Just starting downhill, a growing, rolling snowball's easily stopped. Wait too long, and it's a cartoon cliche, an uncontrollable slapstick disaster. After today's news, you might well imagine that the State's been slicing and cutting to keep pace with the falling revenues.
State revenues took yet another plunge last month, ending the financial year $180 million below even the dourest projections and forcing leaders to choose between draining the state’s reserve account and making further cuts in a budget approved just last week.
But no. Here's the 2010 budget compared to 2009:
| SPENDING CATEGORY | FY2006 Expended |
FY2007 Expended |
FY2008 Expended |
FY2009 Expended |
FY2010 GAA |
|---|---|---|---|---|---|
| Wages & Salaries | 3,838,756 | 4,092,090 | 4,306,665 | 4,246,441 | 3,989,175 |
| Employee Benefits | 1,114,725 | 1,182,179 | 1,011,388 | 1,148,498 | 1,205,011 |
| Operating Expenses | 1,396,846 | 1,217,032 | 1,968,672 | 1,171,741 | 1,068,951 |
| Public Assistance | 10,779,003 | 11,663,047 | 12,590,650 | 13,118,165 | 13,000,239 |
| Grants & Subsidies | 5,350,815 | 6,055,275 | 6,185,698 | 5,808,427 | 5,719,110 |
| Debt Service | 1,832,219 | 2,008,220 | 1,989,968 | 2,045,025 | 2,063,525 |
| TOTAL | 24,312,364 | 26,217,844 | 28,053,041 | 27,538,297 |
27,046,010 |
From 2009 to 2010, a 1.7% reduction in spending.

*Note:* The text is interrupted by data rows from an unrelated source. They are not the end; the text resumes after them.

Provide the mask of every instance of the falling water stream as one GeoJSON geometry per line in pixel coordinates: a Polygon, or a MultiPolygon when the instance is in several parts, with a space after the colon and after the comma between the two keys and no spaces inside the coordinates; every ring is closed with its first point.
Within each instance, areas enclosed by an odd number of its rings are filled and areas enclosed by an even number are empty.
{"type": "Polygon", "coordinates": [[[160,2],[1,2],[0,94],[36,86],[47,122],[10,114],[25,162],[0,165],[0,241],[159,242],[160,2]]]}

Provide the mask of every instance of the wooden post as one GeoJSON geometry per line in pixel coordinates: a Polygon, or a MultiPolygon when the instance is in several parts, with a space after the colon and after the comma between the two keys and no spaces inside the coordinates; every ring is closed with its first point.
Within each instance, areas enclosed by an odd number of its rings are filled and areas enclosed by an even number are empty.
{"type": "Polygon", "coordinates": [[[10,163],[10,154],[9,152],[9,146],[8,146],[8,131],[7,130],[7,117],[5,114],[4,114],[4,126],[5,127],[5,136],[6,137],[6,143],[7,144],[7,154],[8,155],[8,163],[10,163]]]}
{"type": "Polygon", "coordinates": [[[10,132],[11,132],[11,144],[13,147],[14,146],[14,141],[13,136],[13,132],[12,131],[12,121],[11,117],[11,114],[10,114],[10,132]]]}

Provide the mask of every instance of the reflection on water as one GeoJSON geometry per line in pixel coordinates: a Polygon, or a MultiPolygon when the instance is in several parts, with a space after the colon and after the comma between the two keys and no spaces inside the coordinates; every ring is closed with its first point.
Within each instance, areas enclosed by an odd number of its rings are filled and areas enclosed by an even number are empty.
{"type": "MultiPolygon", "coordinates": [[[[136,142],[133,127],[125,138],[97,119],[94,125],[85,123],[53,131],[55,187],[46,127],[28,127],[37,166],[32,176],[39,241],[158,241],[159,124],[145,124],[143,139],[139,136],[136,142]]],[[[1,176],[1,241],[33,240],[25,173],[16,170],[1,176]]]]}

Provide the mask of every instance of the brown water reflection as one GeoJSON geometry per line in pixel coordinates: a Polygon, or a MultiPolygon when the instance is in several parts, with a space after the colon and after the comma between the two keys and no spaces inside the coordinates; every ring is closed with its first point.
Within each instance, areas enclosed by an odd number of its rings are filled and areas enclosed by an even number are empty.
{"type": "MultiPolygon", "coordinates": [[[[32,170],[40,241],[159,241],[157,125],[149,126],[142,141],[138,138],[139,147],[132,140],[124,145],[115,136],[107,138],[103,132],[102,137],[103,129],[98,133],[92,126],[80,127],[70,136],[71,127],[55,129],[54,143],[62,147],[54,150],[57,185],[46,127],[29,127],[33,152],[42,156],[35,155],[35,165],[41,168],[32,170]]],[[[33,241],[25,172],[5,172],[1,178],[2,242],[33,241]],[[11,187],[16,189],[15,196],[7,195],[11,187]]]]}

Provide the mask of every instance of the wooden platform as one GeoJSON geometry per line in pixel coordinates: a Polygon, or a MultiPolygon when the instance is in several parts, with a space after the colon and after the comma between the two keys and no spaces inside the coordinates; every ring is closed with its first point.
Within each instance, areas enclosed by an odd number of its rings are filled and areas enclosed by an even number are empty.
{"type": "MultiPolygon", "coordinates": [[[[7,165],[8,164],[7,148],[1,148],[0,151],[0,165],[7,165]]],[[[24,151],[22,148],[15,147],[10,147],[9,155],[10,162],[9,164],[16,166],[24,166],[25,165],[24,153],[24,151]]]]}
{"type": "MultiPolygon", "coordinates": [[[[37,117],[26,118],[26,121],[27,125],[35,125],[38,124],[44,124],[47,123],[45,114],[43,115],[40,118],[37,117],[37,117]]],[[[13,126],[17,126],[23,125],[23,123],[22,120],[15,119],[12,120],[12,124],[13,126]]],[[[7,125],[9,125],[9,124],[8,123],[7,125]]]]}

1.7% ! Got that? In the face of a 23% drop in revenues the State budgets a 1.7% spending decrease.
All the while, they're boasting of reform. Isn't reform a meaningless slogan without seriously addressing the failure to cut costs, or, painful as it is to this fiscal conservative, communicate the need for higher tax?
Great that the Legislature reformed the silly rules: credit for library trustee, 23 and out, extras for not running for re-election, ethics, no gifts to politicians, rearrange a handful of agencies, etc... . I can sleep well knowing that some random Representative from Bumfarksville, Mass won't get the extra $200 a month added to his pension because he served as a Trustee on the local library for 5 years.
Isn't it just great that your Rep can't accept gifts. You're life's been made full. Or that the Transporation Authority that hemorrages red ink is doing it as a State Board and not as an Authority. It's nuance that make the Commonwealth great.
For every day that passes without meaningful reduction in spending, reserves grow smaller and the deficit snowball larger.
Solution, said the leaders, add a sales tax. That's an extra $900 million in cash, a smidge short of the $3.0 billion shortfall.
Neither the Governor nor the Legislature are addressing where to find the $2.6 billion. By ignoring that short fall, and focusing on the meaningless (i.e. immaterial money savings) they're guilty of pure negligence.
Where to cut? Three places for government: 1) transfer payments (i.e. welfare, medicaid,) 2) employment and benefits 3) local aid, which then translates to employment and benefits, but at the town level.
Transfer payments are temporarily off limits for the most part because of Federal money coming in although the rumblings are louder that the universal healthcare boondoggle is a target. Already dental is gone from MassHealth coverage, and certain legal aliens are excluded from Commonwealth Care coverage. Local aid has been reduced.
What's left is state employment.
Headcount in State government has been locked at 85,000 to 86,000 for many months now. Despite layoff anecdotes, the state appears to have a stealth no-layoff policy in place.
Every 10% cut in heads means approximately $500 million in savings; no cost in unemployment because of Federal $.
The real call ought to be 'savings before revenue'. Reform is meaningless if it means no dollars saved.